A lover asked me recently if I need to feel safe to fall in love. I answered immediately that yes, I did. I was thinking about being in love with the men and women I have loved in my life, and how safety never entered my mind then – I simply fell in love, and what came after, came after. Sometimes it was heartbreak, sometimes it was a slow, gentle slide into love-that-was-more-friendship, sometimes it turned out to be a brief, intense flame that could not survive its own heat. But still, I never had regret, I never looked back and said, “I wish I’d been more cautious,” and I never hesitated to take the leap next time.

I love much, I love often, I love with abandon, and usually without thought to the consequences.

And then came Warren. Three months into what was supposed to be a “playpartners only” relationship, I could hold back no longer, although I knew he didn’t want to love me. “I love you,” I said. And when he drew back slightly I put a hand on his arm. “It’s okay, you don’t have to love me back. Honest. But it doesn’t change how I feel about you. I just want you to know that.” It was the same with my submission to him. He wanted a bottom, a fucktoy; I became his submissive. It wasn’t a choice, it wasn’t something I was cautious about or thought through. It just was.

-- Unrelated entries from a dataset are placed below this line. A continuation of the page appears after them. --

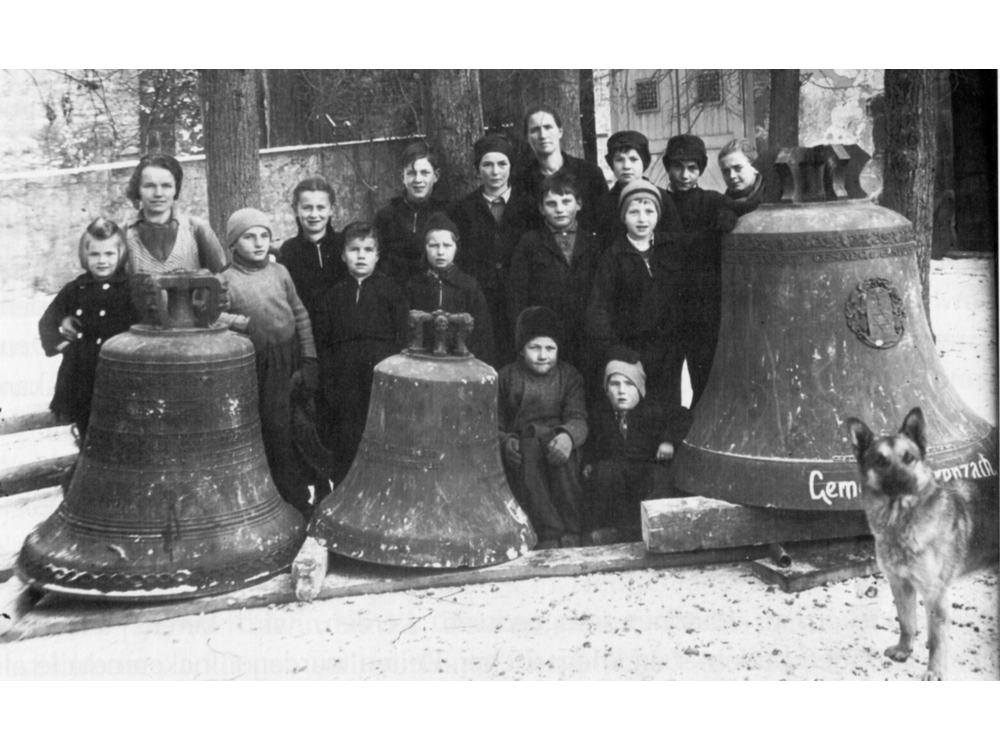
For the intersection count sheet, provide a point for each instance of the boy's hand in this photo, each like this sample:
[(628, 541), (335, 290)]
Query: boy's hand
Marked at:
[(559, 449), (69, 328), (665, 452), (512, 451)]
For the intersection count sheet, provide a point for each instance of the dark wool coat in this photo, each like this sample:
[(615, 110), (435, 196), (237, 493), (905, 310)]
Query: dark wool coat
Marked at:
[(609, 215), (357, 326), (400, 226), (104, 309), (540, 275), (485, 251), (314, 266), (589, 178), (453, 291)]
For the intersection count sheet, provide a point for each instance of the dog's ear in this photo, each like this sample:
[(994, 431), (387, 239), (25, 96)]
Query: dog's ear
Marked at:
[(915, 429), (861, 437)]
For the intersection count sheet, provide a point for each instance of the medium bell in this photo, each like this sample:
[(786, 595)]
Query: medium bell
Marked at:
[(172, 497), (822, 319), (427, 488)]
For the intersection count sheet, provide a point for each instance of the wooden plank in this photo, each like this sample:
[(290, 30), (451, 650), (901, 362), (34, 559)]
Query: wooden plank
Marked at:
[(60, 614), (685, 524), (24, 422), (821, 563)]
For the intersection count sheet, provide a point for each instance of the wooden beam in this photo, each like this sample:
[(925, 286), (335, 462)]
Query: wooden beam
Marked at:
[(822, 563), (684, 524), (60, 614)]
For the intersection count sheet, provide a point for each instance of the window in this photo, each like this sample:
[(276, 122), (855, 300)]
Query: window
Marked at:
[(708, 87), (647, 95)]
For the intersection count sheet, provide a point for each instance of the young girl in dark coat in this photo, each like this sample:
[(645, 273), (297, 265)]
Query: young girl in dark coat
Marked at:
[(361, 321), (87, 312), (632, 440), (442, 286)]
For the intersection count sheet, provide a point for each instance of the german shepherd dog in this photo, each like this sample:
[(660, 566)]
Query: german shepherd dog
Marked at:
[(926, 534)]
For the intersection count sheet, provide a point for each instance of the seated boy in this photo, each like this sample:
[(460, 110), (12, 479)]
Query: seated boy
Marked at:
[(628, 156), (362, 320), (554, 267), (400, 224), (631, 438), (705, 217), (442, 286), (543, 424)]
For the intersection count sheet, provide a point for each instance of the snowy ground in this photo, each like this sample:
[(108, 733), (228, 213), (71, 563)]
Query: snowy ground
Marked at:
[(710, 623)]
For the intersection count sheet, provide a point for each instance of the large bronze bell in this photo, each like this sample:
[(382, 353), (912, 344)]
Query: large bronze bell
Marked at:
[(172, 497), (427, 488), (822, 319)]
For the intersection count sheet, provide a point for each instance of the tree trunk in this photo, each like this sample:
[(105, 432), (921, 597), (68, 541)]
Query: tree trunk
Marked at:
[(232, 143), (453, 122), (910, 152), (783, 125)]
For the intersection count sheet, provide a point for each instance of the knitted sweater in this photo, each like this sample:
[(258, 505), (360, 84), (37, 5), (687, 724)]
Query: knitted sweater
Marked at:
[(554, 400), (263, 303)]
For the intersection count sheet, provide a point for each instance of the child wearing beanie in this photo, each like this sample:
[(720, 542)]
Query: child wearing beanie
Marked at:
[(629, 158), (705, 217), (629, 455), (264, 305), (442, 286), (542, 424), (634, 298)]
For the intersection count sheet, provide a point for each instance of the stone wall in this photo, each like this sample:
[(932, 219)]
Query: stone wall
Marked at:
[(43, 213)]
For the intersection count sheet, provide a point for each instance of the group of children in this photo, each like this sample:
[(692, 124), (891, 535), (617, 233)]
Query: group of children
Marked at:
[(587, 301)]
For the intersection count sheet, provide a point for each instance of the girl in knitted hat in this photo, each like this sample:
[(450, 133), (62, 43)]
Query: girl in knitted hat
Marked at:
[(630, 451), (264, 305)]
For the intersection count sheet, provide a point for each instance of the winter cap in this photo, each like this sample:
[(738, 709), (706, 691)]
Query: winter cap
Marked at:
[(537, 321), (439, 221), (686, 147), (639, 189), (624, 361), (492, 144), (623, 140), (243, 220)]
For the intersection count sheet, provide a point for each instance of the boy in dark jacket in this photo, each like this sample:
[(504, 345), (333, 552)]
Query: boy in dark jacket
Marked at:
[(555, 266), (542, 421), (361, 321), (442, 286), (705, 217), (400, 224), (634, 299), (632, 438), (491, 219), (628, 156)]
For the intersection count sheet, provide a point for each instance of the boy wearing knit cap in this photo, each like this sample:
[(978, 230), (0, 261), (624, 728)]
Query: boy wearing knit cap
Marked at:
[(555, 266), (442, 286), (634, 298), (705, 216), (542, 424), (629, 454), (264, 305), (628, 156), (490, 221)]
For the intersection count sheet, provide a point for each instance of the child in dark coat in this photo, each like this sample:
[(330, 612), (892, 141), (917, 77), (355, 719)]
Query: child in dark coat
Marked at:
[(706, 216), (400, 224), (361, 321), (542, 420), (87, 312), (264, 305), (491, 219), (632, 438), (442, 286), (634, 299), (555, 266), (628, 156)]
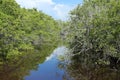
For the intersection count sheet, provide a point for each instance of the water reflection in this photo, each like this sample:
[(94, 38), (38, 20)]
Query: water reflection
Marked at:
[(80, 72), (49, 70), (16, 70)]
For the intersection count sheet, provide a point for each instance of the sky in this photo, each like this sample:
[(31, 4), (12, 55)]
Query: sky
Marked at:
[(58, 9)]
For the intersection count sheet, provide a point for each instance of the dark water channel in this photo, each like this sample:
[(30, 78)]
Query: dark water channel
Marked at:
[(54, 67), (50, 68)]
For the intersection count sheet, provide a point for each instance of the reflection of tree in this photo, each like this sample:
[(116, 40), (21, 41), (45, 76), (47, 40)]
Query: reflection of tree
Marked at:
[(17, 70), (79, 72)]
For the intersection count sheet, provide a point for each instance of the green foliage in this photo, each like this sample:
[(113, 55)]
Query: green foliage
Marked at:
[(96, 27), (24, 29)]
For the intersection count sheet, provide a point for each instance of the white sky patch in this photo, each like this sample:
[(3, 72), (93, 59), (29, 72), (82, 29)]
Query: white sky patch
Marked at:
[(57, 11)]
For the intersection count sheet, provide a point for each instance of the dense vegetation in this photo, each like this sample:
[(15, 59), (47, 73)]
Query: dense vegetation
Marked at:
[(24, 31), (95, 32)]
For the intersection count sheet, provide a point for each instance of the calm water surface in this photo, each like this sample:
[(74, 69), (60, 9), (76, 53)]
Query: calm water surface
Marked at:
[(49, 69)]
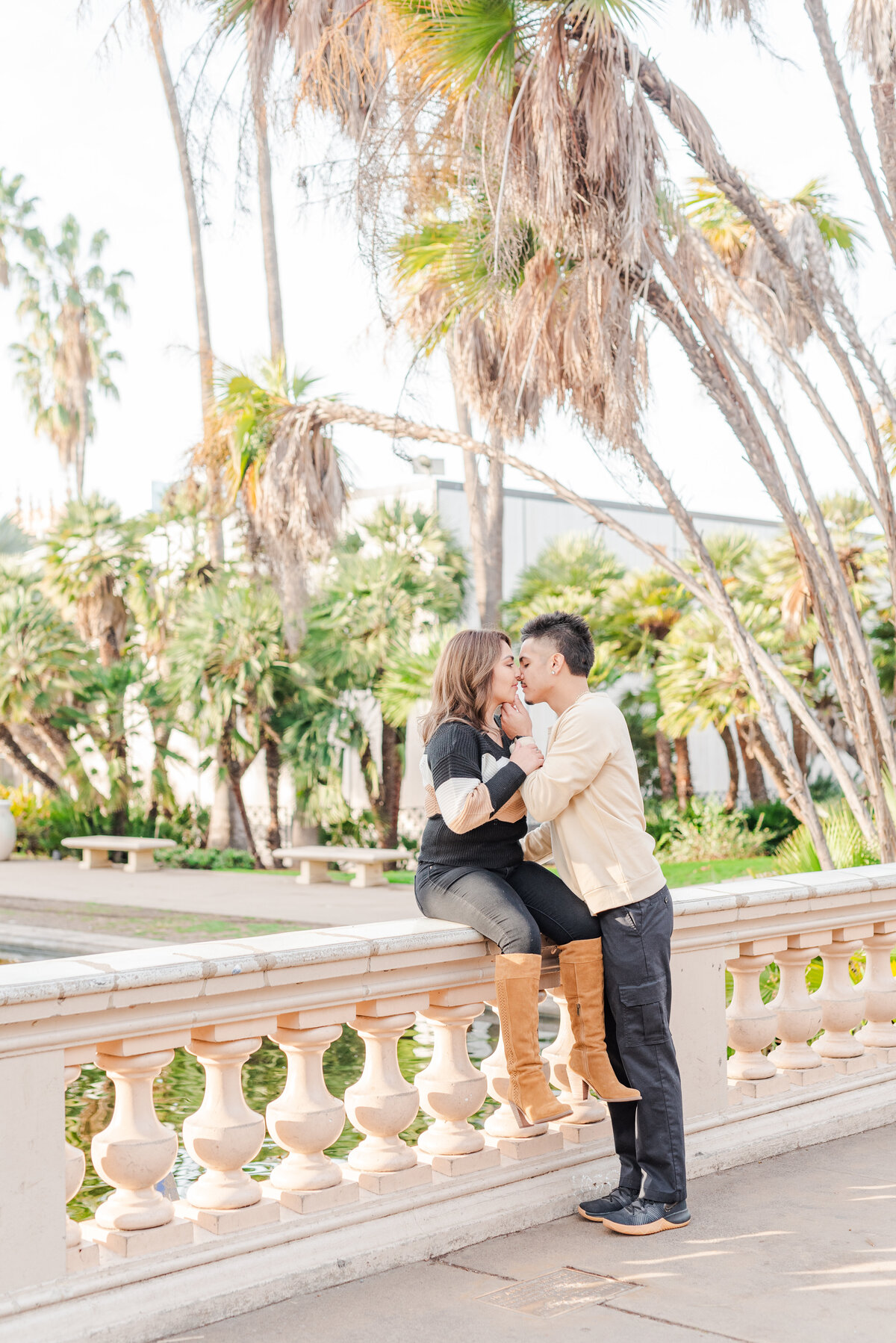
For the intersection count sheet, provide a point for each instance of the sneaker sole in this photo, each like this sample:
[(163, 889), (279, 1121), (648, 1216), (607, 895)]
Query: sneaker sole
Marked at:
[(649, 1229)]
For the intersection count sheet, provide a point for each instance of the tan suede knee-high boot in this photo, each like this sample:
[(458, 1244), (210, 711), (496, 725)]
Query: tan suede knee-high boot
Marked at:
[(582, 977), (516, 979)]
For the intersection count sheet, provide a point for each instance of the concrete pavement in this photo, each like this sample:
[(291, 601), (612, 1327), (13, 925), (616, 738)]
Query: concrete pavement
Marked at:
[(258, 895), (800, 1247)]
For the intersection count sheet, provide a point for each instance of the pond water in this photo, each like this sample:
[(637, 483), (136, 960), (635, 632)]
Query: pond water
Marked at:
[(179, 1092)]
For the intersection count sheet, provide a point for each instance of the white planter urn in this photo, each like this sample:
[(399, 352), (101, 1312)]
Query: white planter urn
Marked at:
[(7, 829)]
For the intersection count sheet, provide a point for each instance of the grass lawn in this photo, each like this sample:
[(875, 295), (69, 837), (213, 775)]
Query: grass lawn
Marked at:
[(721, 869)]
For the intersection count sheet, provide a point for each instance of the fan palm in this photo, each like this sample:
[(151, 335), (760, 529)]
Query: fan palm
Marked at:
[(15, 212), (66, 351), (571, 574), (391, 585), (290, 481), (228, 673), (90, 555), (40, 663)]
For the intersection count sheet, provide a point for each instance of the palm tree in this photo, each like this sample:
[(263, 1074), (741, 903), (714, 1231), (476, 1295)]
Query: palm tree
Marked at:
[(215, 532), (573, 574), (590, 205), (289, 477), (40, 661), (90, 555), (15, 211), (265, 23), (66, 352), (391, 583), (438, 272), (228, 674)]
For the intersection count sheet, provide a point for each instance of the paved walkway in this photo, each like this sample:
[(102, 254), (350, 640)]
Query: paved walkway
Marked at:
[(795, 1248), (265, 895)]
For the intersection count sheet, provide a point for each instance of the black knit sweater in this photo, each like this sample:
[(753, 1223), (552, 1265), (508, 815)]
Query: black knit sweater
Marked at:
[(474, 809)]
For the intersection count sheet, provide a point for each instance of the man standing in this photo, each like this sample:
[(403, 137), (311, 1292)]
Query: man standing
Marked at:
[(588, 799)]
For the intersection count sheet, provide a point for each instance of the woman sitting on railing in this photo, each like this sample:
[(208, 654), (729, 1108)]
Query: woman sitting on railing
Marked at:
[(472, 871)]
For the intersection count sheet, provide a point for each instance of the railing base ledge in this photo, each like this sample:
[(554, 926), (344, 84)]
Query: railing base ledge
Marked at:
[(105, 1307)]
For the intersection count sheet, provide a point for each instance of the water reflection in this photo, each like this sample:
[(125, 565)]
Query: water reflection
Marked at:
[(179, 1092)]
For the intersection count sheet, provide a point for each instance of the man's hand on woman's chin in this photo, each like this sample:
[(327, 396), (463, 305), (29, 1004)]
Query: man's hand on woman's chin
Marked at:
[(527, 755), (514, 720)]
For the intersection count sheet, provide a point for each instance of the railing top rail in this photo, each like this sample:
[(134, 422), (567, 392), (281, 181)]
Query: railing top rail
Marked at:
[(72, 977), (722, 914)]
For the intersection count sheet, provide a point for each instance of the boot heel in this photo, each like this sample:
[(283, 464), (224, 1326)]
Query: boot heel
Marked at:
[(520, 1117)]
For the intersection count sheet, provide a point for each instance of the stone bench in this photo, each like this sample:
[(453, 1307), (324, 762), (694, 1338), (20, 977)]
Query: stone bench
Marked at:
[(97, 849), (367, 863)]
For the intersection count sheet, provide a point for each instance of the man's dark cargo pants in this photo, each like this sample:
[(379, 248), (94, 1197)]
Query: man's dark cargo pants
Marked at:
[(648, 1132)]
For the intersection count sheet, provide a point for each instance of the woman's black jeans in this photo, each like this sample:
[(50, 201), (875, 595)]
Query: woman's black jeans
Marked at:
[(511, 907)]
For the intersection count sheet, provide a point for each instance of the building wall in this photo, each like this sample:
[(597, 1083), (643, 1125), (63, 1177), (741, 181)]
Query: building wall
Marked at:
[(532, 520)]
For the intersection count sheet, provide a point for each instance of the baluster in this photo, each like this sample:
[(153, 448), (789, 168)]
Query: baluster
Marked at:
[(751, 1025), (136, 1151), (225, 1134), (305, 1120), (381, 1104), (501, 1127), (877, 990), (80, 1253), (798, 1014), (583, 1124), (452, 1090), (841, 1006)]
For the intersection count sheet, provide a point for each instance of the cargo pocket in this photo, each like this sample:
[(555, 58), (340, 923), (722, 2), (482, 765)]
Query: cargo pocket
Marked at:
[(645, 1013)]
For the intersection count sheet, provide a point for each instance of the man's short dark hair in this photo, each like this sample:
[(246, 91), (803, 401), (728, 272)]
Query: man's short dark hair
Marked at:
[(568, 634)]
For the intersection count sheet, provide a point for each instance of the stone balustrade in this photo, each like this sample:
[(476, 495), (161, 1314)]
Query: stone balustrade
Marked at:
[(129, 1011)]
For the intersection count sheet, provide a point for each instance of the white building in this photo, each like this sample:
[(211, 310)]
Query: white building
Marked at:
[(532, 521)]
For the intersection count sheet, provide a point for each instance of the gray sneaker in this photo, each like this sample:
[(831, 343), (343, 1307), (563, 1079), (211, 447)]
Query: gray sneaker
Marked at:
[(597, 1209), (644, 1217)]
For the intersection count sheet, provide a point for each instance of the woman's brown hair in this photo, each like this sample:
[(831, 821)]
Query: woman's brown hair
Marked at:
[(462, 680)]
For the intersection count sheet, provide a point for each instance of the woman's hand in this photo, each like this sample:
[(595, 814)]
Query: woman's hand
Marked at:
[(527, 755), (514, 720)]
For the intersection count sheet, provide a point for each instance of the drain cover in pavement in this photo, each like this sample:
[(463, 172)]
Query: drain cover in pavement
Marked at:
[(555, 1294)]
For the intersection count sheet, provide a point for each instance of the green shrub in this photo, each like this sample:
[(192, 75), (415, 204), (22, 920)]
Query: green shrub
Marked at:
[(774, 817), (709, 831), (207, 860), (845, 843), (62, 817)]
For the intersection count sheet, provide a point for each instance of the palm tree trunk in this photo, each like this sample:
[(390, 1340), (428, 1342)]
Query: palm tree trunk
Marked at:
[(884, 111), (664, 762), (734, 769), (684, 784), (476, 509), (758, 664), (818, 19), (220, 819), (390, 795), (801, 742), (494, 545), (11, 751), (753, 769), (269, 237), (234, 775), (762, 751), (206, 359), (272, 767)]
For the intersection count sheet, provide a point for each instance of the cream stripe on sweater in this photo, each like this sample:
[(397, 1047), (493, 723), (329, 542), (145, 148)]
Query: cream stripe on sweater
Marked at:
[(588, 798)]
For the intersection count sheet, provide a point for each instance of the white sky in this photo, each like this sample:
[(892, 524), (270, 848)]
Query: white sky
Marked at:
[(92, 134)]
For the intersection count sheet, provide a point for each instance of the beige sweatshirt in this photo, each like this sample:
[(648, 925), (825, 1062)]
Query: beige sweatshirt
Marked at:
[(588, 794)]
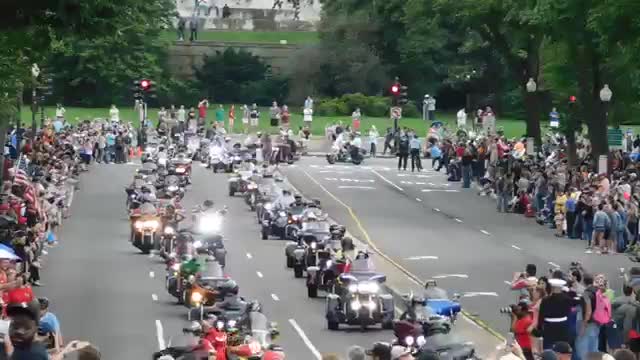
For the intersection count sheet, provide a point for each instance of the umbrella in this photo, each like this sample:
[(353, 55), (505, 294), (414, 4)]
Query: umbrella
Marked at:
[(4, 254), (7, 248)]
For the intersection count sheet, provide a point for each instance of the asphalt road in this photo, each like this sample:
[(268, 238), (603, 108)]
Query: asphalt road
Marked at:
[(106, 292), (436, 229)]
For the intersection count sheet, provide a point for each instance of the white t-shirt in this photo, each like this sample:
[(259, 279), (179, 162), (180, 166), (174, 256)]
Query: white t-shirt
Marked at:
[(308, 114), (114, 114)]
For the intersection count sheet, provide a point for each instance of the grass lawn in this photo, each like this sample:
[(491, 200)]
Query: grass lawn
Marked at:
[(512, 127), (268, 37)]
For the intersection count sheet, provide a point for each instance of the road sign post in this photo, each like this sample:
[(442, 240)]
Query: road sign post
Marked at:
[(396, 114)]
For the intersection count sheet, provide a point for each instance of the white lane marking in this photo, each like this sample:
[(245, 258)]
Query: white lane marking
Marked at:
[(160, 335), (422, 258), (305, 339), (444, 276), (474, 294), (356, 187), (439, 190), (387, 180)]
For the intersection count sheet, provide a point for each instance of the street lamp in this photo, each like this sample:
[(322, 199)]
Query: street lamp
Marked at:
[(605, 96)]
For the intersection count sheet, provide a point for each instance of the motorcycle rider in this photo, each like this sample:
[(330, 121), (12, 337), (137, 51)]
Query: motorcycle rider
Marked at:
[(284, 201)]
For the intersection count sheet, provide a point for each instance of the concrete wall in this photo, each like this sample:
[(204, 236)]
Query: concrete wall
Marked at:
[(184, 56)]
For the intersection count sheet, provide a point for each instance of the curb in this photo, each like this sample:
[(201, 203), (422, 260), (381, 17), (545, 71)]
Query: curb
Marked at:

When he died, I felt that a part of me had died too. The part that felt – truly believed – that love was worth it. That loving without fear was a sane thing to do. That giving myself so freely, so deeply, to another would be worth the pain if it ended. Because I never thought “the end” would happen the way it did. In such a brutal, unforeseen way. I thought he’d grow tired of me, or I of him; I thought we’d grow old together and I’d end up caring for him finally; or I thought the end would be a long time coming during which we would have days and weeks and months and years to come to terms with it. Of course that’s ridiculous, but I truly believed it on some level.

His death shattered me. Utterly and completely. I thought I would never, ever be whole again. And maybe I won’t. Maybe I will always live with this ghost that is my love for him, that is the pain that comes upon me unexpectedly, at the oddest moments, that hollows me out and turns my world into a dark place that I wish I had the courage to leave.  And nothing – *nothing* – could ever could be worth the pain that I felt. Nothing would ever be worth living a life of uncertainty again. Because that is what his death showed me: there is no safety. The unknown is out there, stalking us, all the time. Waiting to shatter our hearts, our dreams, our lives. And I just wasn’t going to take that chance again.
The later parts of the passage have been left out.